SDxCentral: What platforms are compatible with Kentik and why is this important?
When customers install Kentik, they are almost always integrating it with other tools, databases, OSS and BSS systems, provisioning infrastructure and configuration management. We can take data from a broad range of network devices, including web servers, agents deployed within the cloud, and sensor infrastructure. All of these can send Kentik rich information about applications, users and customers, so we can in turn present network performance and monitoring data within the company’s specific business context.
Integrations also help us add value to the customer. For instance, we have a field-ready DDoS protection integration between Kentik Detect and the A10 Networks Thunder TPS mitigation solution. It means that we can support some exciting functionality, like triggering Thunder TPS’ dynamic mitigation, which escalates suspect traffic through progressively tougher countermeasures to minimize impact on legitimate traffic. We also integrate with Radware’s Attack Mitigation System to enable network data analysis and scalable mitigation for effective DDoS attack protection, on-premise or in the cloud. Together, through these technology partnerships, we provide a far more accurate and powerful defensive solution than legacy tools and technologies developed for the internet of a prior generation.
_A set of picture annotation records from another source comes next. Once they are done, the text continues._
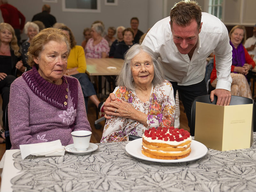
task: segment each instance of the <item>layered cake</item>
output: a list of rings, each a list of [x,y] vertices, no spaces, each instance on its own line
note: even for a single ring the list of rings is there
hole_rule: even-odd
[[[183,158],[191,151],[192,140],[190,133],[183,129],[153,127],[145,131],[141,152],[144,155],[155,159]]]

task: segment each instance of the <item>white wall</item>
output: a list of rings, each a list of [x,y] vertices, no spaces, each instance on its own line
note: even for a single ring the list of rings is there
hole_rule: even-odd
[[[206,11],[208,0],[197,0],[203,12]],[[63,23],[69,27],[74,34],[77,44],[83,40],[83,31],[90,27],[95,20],[102,20],[105,30],[110,26],[123,25],[130,27],[130,20],[137,17],[140,20],[139,28],[146,32],[158,20],[167,17],[171,9],[179,0],[118,0],[117,6],[106,6],[104,0],[100,0],[100,13],[63,12],[62,0],[57,3],[49,4],[51,13],[56,17],[57,21]],[[26,21],[31,21],[33,16],[41,11],[45,3],[43,0],[9,0],[9,3],[16,7],[25,16]],[[253,26],[256,22],[256,0],[225,0],[224,7],[224,24],[237,24]],[[23,39],[26,36],[22,36]]]
[[[51,6],[51,13],[55,17],[57,22],[63,23],[71,29],[77,44],[81,44],[83,40],[84,29],[90,27],[92,23],[96,20],[103,22],[106,31],[110,26],[130,27],[130,20],[133,17],[139,18],[139,28],[142,31],[146,32],[149,27],[148,0],[118,0],[117,6],[106,6],[105,1],[101,0],[100,13],[63,12],[62,0],[58,0],[57,1],[57,3],[49,4]],[[31,21],[34,15],[41,12],[42,6],[45,4],[42,0],[9,0],[8,2],[22,13],[26,18],[26,21]],[[161,12],[162,7],[158,6],[156,2],[154,3],[161,7],[160,11],[158,11]],[[159,18],[159,16],[156,17],[157,20]],[[27,38],[24,35],[22,36],[23,39]]]

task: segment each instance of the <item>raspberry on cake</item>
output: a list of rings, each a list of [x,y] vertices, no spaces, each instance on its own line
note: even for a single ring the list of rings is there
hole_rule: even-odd
[[[141,152],[152,158],[177,159],[188,156],[191,151],[190,133],[174,127],[153,127],[145,131]]]

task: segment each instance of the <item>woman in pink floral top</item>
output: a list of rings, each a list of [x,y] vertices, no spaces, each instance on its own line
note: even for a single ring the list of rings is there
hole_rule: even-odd
[[[104,30],[100,23],[92,25],[91,31],[92,37],[88,40],[84,48],[86,58],[99,59],[108,56],[110,49],[108,43],[101,36]]]
[[[127,51],[113,92],[116,99],[105,105],[112,116],[106,122],[101,142],[128,140],[129,135],[141,137],[150,127],[174,125],[173,89],[164,80],[157,59],[145,46],[135,44]]]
SDxCentral: What’s next for the company?
Kentik’s major focus for 2018 is to continue to curate and contextualize data, so that non-networking personnel can get more value from our core capabilities. Creating visualizations and integrations that take the data forward for other analytical purposes will be a primary mission. More specifically, this will be aimed at making insights actionable for DevOps and app development teams without requiring them to have knowledge of the underlying infrastructure layers or the network itself.
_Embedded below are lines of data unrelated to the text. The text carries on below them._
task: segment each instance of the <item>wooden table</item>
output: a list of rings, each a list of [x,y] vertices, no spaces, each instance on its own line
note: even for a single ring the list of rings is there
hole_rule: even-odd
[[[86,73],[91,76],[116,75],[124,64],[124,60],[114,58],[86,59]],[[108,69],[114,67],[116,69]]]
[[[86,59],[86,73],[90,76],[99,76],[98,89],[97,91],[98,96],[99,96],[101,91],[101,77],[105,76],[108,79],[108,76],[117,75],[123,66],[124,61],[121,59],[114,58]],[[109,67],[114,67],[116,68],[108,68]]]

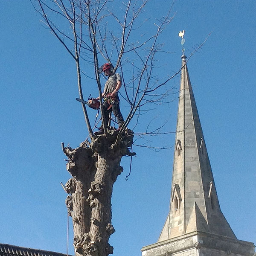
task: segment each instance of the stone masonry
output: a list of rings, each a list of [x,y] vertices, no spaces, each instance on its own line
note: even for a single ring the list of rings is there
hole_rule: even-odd
[[[183,55],[169,213],[157,242],[143,256],[253,256],[222,213]]]

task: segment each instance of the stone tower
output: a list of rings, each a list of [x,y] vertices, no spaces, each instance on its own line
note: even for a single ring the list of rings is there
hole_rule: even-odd
[[[186,63],[180,97],[170,210],[157,242],[143,256],[253,256],[221,212]]]

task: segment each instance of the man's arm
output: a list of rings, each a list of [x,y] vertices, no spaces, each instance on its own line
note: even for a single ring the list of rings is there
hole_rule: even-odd
[[[113,91],[113,93],[111,93],[111,96],[115,96],[115,95],[116,95],[116,93],[118,91],[118,90],[121,88],[121,87],[122,86],[121,81],[116,81],[116,82],[117,83],[117,84],[116,84],[116,88]]]

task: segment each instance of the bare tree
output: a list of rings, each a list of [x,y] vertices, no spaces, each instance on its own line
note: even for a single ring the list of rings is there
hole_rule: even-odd
[[[133,119],[136,127],[143,112],[149,110],[146,105],[166,100],[171,92],[165,85],[177,73],[163,79],[164,76],[160,78],[155,69],[157,56],[163,53],[159,40],[172,19],[171,8],[165,16],[156,20],[154,32],[149,35],[144,26],[148,21],[140,17],[147,0],[122,3],[111,0],[31,1],[44,24],[75,61],[80,99],[84,99],[82,77],[93,76],[97,85],[104,134],[93,134],[92,121],[82,103],[90,139],[75,149],[64,144],[62,148],[68,157],[67,169],[73,176],[65,185],[69,194],[66,203],[73,219],[76,255],[106,256],[113,251],[108,243],[115,232],[111,224],[113,186],[122,171],[122,157],[134,154],[129,149],[134,133],[127,127]],[[141,41],[137,38],[140,32],[145,38]],[[130,108],[119,131],[104,122],[100,61],[111,62],[114,71],[121,70],[124,98]],[[89,76],[85,64],[93,67],[94,76]]]

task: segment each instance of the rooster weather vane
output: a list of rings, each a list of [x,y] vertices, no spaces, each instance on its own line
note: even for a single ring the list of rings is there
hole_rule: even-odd
[[[185,30],[182,31],[180,31],[179,32],[179,36],[181,38],[181,41],[180,41],[180,44],[182,45],[182,52],[183,54],[185,55],[185,49],[184,49],[184,44],[185,44],[185,39],[183,38],[184,34],[185,34]]]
The other focus for early in 2018 is becoming even more tightly integrated into the marketplaces of leading public cloud providers.
There are big changes on the horizon on a broader level. In the enterprise world, we’ve been impressed with how integrated the network application server and cloud teams have been, and how much they want to share (and are sharing) information. They’re out to save each other time and make applications that run better and faster. To that end, 2017 saw OpenStack adoption coming into its own: Now we’re seeing containers and microservices and the use of Docker in nearly all greenfield app development. Monitoring this however has been dragged down by legacy tools — something that we can solve. This will be an important market in 2018.
In the service provider world, companies want to move away from “bit jail,” into higher-margin services. Their revenue is still largely dependent on how much infrastructure they have. Moving away from that requires the product and technology teams to work together, and it requires them to create services that use big data methodologies and network function virtualization (NFV). Our security and analytics offering covers the physical plant and the data center in an integrated way, including NFV components.
Networks have changed so radically, and they’re right in the heart of everything, and yet too many organizations are still using monitoring tools from 20 years ago. Most of them are ready to move on. We offer something completely different and are happy to bring the market with us.